Ricarda Lang: Ich habe Angst um die Menschen in der Ukraine, die vollkommen unverschuldet in diese Situation gekommen sind. Die Aggression geht allein von Russland aus. Putin hat sich entschieden, diesen Angriffskrieg zu starten. Ich hatte das große Glück, Teil einer Generation zu sein, die in einem friedlichen, vereinten Europa aufgewachsen ist. Vieles war für uns eine Selbstverständlichkeit. Diese Gewissheit gibt es nicht mehr. Seit dem Tag des Überfalls auf die Ukraine leben wir in einer anderen Welt.
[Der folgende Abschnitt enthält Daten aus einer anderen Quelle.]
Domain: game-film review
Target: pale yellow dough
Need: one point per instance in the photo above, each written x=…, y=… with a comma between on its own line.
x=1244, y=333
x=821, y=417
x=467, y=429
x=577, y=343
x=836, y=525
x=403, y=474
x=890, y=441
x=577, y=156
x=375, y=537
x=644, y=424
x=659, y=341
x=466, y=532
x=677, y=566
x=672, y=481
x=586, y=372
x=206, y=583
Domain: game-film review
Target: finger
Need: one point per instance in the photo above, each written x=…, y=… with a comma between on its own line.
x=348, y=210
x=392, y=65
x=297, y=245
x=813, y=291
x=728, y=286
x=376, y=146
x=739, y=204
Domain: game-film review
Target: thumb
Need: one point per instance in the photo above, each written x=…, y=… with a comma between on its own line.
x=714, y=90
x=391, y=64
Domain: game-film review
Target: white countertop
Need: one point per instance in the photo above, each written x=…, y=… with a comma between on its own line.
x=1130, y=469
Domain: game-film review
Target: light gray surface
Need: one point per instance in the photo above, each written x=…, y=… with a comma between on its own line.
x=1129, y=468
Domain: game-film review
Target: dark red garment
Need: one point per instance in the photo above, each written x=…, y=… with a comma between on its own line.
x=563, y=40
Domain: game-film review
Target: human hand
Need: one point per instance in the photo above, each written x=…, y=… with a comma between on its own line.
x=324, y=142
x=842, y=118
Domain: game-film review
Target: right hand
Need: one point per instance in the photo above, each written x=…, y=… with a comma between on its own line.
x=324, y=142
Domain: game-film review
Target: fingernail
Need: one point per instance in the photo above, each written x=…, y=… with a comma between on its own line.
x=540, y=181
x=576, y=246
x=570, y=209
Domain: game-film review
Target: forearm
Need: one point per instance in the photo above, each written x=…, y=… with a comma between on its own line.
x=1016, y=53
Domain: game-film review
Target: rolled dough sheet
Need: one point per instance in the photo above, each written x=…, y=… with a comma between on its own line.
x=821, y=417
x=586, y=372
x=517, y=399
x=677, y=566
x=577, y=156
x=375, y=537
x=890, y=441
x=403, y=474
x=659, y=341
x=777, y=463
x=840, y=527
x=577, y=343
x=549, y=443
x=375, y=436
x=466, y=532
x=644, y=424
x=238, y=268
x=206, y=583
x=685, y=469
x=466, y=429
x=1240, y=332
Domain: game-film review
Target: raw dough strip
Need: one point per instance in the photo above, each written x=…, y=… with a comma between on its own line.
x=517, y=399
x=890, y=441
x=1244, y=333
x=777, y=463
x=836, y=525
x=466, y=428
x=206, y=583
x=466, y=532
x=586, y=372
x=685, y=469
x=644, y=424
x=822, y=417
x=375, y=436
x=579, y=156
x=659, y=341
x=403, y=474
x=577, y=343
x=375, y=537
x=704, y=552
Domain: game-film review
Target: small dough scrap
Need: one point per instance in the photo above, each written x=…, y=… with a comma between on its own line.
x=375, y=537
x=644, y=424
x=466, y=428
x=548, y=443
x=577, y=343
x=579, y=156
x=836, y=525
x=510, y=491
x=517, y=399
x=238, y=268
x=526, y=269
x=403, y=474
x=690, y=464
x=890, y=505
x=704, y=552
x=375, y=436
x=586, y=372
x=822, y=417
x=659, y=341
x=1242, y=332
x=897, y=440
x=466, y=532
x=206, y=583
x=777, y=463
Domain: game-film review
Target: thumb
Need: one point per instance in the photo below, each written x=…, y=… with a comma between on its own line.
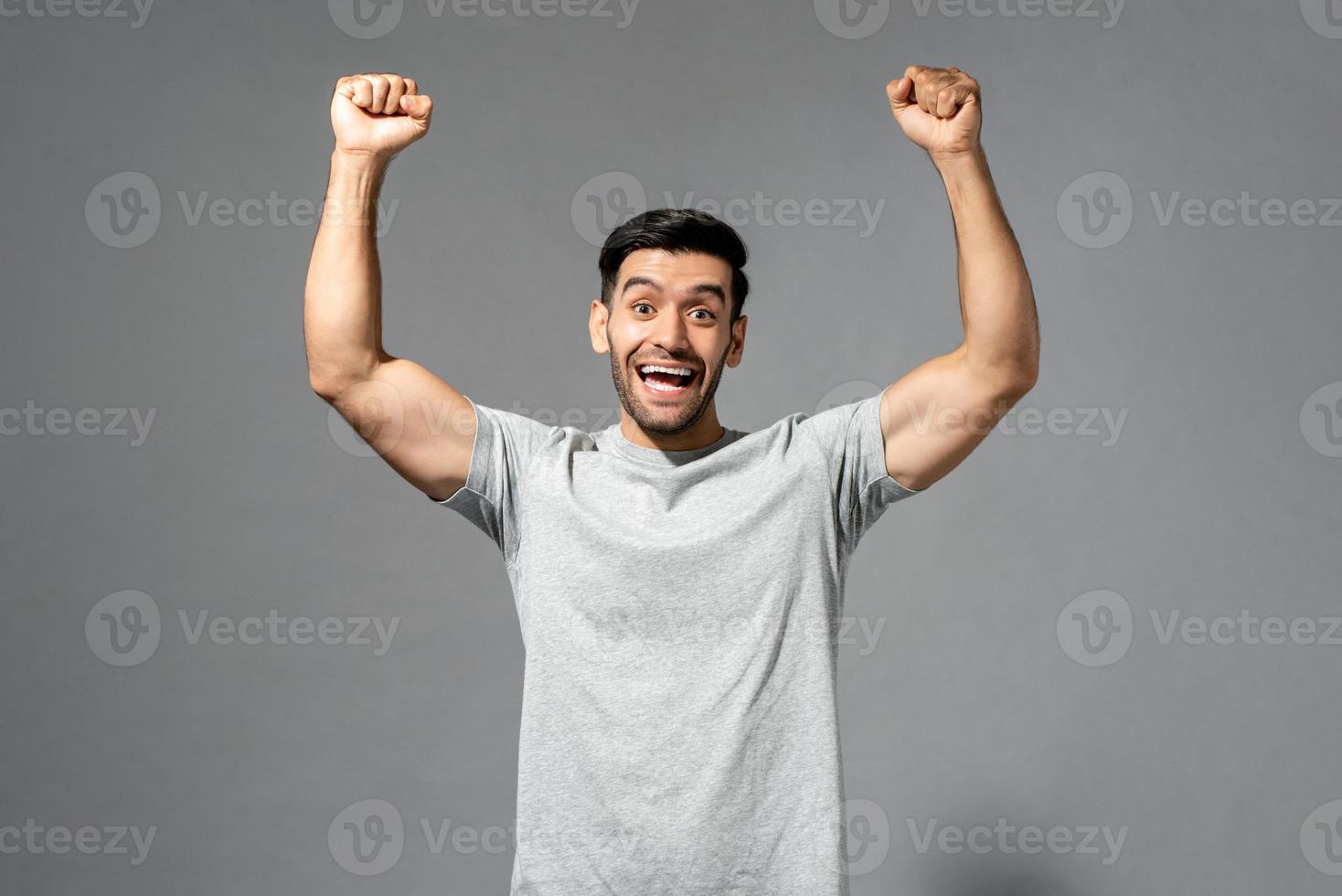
x=419, y=108
x=900, y=94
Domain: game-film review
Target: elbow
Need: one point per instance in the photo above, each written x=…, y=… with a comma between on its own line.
x=1014, y=382
x=326, y=387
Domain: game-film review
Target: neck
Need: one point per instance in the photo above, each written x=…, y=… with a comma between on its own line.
x=703, y=432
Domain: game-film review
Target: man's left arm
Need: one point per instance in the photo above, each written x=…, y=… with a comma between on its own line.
x=937, y=413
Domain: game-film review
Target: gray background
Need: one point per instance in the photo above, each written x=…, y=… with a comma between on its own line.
x=968, y=709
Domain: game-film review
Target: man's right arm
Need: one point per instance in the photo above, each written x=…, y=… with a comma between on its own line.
x=418, y=422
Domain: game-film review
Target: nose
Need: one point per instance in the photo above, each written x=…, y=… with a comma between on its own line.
x=671, y=335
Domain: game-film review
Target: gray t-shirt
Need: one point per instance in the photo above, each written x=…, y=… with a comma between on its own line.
x=679, y=611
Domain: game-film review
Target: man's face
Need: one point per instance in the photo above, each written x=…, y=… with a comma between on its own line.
x=671, y=312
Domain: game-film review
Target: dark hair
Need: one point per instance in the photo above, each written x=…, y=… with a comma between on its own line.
x=678, y=231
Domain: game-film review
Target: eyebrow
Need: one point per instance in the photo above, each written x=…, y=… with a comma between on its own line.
x=699, y=289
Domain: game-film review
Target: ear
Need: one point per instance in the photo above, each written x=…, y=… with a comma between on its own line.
x=739, y=341
x=597, y=319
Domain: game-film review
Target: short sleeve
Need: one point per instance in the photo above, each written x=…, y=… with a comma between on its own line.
x=501, y=455
x=854, y=447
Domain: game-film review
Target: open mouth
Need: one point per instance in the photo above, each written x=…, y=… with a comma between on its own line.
x=666, y=379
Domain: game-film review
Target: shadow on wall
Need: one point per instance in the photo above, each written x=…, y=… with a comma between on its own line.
x=997, y=876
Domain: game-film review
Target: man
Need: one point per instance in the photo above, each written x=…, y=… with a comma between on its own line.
x=678, y=582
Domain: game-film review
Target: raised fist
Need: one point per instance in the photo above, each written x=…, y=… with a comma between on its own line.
x=378, y=114
x=937, y=109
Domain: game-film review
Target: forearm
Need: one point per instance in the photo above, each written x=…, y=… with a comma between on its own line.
x=343, y=299
x=996, y=298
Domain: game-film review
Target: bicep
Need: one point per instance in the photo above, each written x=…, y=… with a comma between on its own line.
x=416, y=421
x=935, y=415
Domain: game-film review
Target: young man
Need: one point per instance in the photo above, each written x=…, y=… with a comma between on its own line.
x=678, y=582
Wie kann der Westen Putin stoppen?
Lang: Die Bundesregierung hat zusammen mit unseren Partnern in der EU und den USA versucht, diplomatische Lösungen zu finden. Putin hat die Tür der Diplomatie zugeschlagen. Die Antwort darauf sind spürbare, wirtschaftliche Sanktionen. Es ist gut, dass das Wirtschaftsministerium als ersten Schritt Nord Stream 2 so schnell gestoppt hat. Diese Gaspipeline ist seit jeher ein geopolitischer Spaltpilz.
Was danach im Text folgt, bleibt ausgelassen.